Arrived at Seward in time for lunch at the Apollo Restaurant, which was highly recommended in one of our guide books. Fresh seafood with pasta–yum! The town looks like a movie set and definitely caters to tourists–lots of cruise ships dock at Seward and send passengers on by bus or train to Anchorage and Denali. The Alaska Sea Life Center was a big draw for most visitors, but we chose to skip it in favor of just looking around and sampling the lovely home-made gelato at Sweet Darlings. This view over Resurrection Bay was a pure postcard:
but it was creepy to learn that the tsunami caused by the 1964 earthquake rolled into Seward, leaving casualties and destruction in its wake.
Just outside Seward, we stopped at Exit Glacier and walked to the viewing area. It was a warm afternoon, but as we got closer to the glacier, we could feel its icy “breath” flowing over us.
Picked up Sterling Highway and headed in the general direction of Soldotna and the Kenai River region, knowing that was as far as we wanted to drive that day. Back in Anchorage, a very nice shop-owner/photographer told us that even though it was late in the season, we might still be able to see bears slapping salmon out of the river at Coopers Landing. We arrived at the Russian River Campground in the late afternoon–they’ve installed a great walkway down to the water, and environmental matting to protect native flora, plus wooden fishing/observation piers into the river itself.

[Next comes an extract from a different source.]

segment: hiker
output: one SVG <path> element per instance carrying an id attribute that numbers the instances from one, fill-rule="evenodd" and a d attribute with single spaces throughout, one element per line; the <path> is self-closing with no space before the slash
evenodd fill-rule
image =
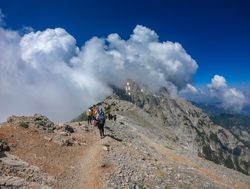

The last salmon of the year were still running, flinging themselves upriver against the current. We were amazedto see it, even though most of the fish were too exhausted to go much further. There was evidence of bears all along the river: wallowed spots in the ferns, wallowed trails disappearing into the woods (and huge, fishy “scats” — eek!), but no actual bears, which may have been a good thing! (There are warnings all over the area: don’t approach or feed bears; if a bear approaches you, give it your fish, etc.)